Yesterday This Week, ABC's Sunday news talk show, sponsored a debate about big government. On the pro side: Rep. Barney Frank (D-Mass.) and former Labor Secretary Robert Reich. On the other pro side: Rep. Paul Ryan (R-Wis.) and syndicated columnist George Will (a regular panelist on This Week). Since this was a debate between Democrats and Republicans, there was no anti-statist side, although Frank did a pretty good job of chiding conservatives for their inconsistency in that regard:

I would assume, George, you're going to sign on with me and Ron Paul in removing the criminal penalties on the use of marijuana and on stopping this terrible regulation of the Internet in which we tell adults that they can't gamble.
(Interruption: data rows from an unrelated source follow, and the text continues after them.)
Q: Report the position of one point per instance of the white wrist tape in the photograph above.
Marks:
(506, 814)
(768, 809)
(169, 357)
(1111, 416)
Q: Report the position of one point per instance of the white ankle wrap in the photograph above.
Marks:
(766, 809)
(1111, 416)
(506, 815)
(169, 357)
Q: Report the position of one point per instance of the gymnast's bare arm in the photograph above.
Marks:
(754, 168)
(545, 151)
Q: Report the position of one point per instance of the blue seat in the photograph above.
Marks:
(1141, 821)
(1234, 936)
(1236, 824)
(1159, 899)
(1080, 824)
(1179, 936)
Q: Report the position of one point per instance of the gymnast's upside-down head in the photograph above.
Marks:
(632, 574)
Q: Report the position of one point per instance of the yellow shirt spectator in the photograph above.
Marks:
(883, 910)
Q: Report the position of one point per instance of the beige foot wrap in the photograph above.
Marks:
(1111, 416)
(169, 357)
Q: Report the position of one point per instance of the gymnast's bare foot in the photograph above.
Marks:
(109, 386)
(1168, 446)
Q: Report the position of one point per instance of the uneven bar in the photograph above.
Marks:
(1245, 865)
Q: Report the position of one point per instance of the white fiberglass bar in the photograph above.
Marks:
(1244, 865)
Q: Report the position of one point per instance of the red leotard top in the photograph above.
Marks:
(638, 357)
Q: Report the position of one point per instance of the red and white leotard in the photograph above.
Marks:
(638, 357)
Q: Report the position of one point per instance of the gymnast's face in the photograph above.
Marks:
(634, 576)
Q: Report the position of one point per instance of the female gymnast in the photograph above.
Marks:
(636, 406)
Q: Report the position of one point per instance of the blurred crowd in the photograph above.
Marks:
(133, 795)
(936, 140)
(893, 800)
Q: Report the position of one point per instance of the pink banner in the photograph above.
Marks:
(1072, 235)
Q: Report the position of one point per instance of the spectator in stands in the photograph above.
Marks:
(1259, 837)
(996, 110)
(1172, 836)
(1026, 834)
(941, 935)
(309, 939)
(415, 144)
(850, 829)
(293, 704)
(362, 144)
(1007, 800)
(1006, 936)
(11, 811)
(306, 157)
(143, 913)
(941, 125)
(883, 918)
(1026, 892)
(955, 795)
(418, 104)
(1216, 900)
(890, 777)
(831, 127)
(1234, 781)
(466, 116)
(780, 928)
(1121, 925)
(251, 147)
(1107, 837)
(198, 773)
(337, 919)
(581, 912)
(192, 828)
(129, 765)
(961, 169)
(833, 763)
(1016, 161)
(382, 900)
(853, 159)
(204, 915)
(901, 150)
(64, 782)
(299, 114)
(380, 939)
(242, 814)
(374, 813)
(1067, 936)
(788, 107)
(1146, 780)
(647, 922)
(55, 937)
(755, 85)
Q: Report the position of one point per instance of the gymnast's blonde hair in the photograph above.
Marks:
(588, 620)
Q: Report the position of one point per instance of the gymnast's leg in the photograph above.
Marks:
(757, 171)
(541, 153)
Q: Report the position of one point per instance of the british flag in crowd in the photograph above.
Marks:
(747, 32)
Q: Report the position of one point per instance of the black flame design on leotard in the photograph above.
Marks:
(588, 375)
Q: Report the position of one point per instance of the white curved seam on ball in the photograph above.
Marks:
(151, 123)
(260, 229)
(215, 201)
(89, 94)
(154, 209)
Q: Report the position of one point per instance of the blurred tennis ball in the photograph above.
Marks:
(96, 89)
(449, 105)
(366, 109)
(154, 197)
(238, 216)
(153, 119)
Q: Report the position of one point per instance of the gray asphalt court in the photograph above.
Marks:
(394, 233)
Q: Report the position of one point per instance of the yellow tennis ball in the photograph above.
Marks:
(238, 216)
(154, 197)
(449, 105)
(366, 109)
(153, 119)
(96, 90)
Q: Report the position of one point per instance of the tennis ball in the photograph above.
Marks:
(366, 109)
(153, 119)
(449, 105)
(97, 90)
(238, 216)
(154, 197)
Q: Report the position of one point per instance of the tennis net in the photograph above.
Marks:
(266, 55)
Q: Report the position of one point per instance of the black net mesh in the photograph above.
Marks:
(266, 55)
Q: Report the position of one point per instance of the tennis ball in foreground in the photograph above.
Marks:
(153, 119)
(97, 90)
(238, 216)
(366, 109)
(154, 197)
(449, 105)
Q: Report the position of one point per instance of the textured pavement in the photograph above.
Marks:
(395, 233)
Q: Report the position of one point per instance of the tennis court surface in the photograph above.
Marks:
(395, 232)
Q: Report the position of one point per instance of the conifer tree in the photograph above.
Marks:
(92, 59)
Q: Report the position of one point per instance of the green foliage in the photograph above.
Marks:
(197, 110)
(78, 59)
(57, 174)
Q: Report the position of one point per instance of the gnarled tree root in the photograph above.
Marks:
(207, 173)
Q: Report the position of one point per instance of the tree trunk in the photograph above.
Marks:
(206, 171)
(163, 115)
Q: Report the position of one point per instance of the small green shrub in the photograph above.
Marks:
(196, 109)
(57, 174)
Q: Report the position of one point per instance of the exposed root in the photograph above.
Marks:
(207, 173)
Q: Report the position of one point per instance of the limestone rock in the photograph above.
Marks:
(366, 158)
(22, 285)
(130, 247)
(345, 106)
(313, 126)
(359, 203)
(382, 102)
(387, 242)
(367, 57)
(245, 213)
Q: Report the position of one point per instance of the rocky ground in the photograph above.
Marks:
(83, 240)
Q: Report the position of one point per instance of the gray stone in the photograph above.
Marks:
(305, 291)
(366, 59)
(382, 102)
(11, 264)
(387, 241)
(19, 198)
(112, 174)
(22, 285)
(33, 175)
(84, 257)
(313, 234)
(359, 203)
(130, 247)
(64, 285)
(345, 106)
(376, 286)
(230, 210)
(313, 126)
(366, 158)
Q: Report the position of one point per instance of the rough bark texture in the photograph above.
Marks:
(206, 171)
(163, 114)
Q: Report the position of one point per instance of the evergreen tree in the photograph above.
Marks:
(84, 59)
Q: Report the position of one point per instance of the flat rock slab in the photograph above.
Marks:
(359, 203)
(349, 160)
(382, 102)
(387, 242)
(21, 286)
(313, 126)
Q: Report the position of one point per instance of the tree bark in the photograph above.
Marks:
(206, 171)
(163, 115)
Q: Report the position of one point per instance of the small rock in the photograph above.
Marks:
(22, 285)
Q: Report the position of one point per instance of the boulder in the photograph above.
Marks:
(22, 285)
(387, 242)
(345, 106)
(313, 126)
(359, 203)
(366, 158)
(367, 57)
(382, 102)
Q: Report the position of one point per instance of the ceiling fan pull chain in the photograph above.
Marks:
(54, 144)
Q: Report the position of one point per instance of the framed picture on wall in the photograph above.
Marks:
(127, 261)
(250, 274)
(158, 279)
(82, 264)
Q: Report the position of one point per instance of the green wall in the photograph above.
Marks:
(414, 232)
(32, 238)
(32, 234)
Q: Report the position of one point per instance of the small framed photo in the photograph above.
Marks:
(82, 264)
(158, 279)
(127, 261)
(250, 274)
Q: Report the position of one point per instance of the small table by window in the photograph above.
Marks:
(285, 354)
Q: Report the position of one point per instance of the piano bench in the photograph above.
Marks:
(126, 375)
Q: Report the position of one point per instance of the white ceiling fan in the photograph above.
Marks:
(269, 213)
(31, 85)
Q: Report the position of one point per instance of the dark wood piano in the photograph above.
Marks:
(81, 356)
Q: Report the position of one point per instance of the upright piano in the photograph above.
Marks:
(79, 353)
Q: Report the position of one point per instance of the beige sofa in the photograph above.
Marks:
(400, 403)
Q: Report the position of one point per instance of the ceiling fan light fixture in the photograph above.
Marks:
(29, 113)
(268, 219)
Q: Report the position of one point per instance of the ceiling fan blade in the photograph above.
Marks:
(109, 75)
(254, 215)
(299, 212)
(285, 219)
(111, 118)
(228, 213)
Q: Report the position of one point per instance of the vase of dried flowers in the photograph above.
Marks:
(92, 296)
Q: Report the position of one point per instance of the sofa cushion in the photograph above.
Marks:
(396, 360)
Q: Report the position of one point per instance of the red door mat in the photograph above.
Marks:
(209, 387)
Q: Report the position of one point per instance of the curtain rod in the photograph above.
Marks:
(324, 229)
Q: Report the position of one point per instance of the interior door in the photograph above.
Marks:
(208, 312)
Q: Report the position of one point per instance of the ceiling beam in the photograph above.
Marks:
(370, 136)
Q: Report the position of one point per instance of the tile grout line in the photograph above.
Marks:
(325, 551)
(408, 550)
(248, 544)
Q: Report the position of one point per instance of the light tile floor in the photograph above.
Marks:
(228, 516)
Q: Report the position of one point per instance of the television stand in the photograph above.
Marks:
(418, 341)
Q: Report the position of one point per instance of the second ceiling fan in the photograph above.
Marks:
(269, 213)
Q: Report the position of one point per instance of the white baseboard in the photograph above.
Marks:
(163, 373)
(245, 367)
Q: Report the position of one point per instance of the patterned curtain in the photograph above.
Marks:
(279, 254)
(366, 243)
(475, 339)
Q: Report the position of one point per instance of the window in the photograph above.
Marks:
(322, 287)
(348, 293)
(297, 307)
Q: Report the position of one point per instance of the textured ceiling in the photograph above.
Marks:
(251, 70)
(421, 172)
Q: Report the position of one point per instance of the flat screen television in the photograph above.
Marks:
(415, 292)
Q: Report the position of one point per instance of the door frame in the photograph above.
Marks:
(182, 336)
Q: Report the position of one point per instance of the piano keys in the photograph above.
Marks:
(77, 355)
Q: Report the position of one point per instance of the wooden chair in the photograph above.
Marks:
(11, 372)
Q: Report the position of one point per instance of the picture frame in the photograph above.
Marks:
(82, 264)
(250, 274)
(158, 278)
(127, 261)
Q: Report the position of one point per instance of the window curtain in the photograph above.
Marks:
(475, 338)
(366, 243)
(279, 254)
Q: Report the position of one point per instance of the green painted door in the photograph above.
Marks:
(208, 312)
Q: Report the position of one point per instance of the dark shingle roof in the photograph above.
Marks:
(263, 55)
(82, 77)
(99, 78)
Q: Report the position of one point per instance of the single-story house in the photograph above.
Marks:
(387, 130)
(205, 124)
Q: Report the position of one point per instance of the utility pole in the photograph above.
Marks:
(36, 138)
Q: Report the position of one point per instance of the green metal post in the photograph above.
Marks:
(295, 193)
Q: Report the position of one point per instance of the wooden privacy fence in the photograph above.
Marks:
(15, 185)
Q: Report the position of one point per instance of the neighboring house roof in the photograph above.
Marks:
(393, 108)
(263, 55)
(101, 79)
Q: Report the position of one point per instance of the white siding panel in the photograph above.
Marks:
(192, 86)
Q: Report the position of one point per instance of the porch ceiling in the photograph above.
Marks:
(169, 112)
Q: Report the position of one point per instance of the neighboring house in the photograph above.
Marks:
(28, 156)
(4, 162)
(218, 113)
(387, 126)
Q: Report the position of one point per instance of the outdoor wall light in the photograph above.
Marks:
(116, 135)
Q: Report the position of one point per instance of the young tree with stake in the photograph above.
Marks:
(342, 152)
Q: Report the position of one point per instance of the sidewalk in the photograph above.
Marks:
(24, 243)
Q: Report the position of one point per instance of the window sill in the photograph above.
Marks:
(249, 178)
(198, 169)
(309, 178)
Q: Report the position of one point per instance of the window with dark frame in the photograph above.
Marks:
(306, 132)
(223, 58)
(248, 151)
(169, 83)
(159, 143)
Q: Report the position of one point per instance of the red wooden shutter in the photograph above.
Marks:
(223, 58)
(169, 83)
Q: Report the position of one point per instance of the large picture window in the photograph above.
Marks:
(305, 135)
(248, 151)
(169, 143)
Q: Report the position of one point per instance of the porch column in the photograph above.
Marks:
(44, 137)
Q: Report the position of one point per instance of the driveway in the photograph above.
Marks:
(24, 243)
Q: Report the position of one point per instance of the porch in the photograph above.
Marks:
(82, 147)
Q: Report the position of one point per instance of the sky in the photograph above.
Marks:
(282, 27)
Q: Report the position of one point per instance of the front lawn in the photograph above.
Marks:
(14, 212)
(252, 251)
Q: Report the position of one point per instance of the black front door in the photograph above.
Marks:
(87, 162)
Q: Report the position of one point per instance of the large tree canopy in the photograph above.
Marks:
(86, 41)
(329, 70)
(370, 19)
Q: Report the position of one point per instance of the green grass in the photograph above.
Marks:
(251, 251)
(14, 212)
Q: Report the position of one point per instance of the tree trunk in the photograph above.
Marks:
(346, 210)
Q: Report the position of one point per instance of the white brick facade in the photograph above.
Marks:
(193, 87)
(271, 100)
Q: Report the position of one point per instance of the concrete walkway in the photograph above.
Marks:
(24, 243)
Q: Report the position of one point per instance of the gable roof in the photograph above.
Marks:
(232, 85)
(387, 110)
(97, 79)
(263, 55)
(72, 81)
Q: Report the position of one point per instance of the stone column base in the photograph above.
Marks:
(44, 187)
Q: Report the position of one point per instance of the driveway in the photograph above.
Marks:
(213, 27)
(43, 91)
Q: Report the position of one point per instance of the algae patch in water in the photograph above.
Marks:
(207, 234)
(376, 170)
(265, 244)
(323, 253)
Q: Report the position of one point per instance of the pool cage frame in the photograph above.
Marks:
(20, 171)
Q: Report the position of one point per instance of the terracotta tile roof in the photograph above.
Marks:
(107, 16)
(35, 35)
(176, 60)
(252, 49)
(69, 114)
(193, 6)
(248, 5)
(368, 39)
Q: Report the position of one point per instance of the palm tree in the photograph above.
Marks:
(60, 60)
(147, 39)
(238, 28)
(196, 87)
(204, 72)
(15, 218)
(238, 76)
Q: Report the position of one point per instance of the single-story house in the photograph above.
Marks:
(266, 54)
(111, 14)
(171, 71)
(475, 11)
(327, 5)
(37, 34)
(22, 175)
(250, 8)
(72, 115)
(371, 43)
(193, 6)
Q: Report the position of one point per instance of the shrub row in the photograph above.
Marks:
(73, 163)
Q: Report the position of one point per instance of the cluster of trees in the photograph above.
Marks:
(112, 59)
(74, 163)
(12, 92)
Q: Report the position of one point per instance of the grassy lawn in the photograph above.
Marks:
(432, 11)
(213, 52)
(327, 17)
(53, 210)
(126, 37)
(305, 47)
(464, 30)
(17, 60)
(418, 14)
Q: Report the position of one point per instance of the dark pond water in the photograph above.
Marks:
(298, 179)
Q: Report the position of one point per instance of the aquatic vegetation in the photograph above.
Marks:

And frankly, here is where the right wing is very much for big government. They are the ones who want to regulate personal choices. Birth control…gambling, private sexual practices. Who can get married. I have never understood why heterosexuals who want to get married believe that if I were to marry a man, they would somehow lose interest in their wives….

[That's] also the case, of course, with the military…A major reason for the expansion in American government, taxation, et cetera, is an overly extended American military, which is committed all over the world to accomplish all kinds of social and economic purposes far beyond defense.

Will, to his credit, backed the legalization of online gambling, but he expressed reservations about marijuana decriminalization, saying, "I need to know more about whether it's a gateway to other drugs. I need to know how you're going to regulate it, whether you're going to advertise it." Frank rightly deemed this response a "cop-out," especially because Will had just answered a question about traffic light cameras this way:

When does X trump personal liberty? Almost never….I don't want to make safety parallel with, equal to, let alone trump personal liberty. 

That was in reference to a policy ostensibly aimed at protecting third parties. Yet Will seems ready to accept marijuana prohibition as a way of protecting people from themselves—and not even from harm caused by marijuana itself but from harm caused by the drugs they might use after trying marijuana.

Ryan likewise confirmed that conservatives have a blind spot about big government when it comes to the military:

Ryan: I noticed, Barney, you have a big thing with the national defense, with the Defense Department. That's the primary function of the federal government. You may not like what they do.

Frank: But to build bridges in Afghanistan—where in the Constitution is that?

Ryan: This time last week, this time last week I was in Helmand Province with our Marines in Afghanistan. They're out there fighting for our liberties and our security, depriving safe havens for terrorists who can come and attack again. You might not like that. You might have a problem with that.

Frank: They go far beyond it. 

The fact that national defense is a "primary function of the federal government" does not mean everything done under that heading is justified. Self-identified fiscal conservatives like Ryan should be at least as skeptical of government programs that deliver bombs and bridges in other countries as they are of programs that deliver subsidies and social services here.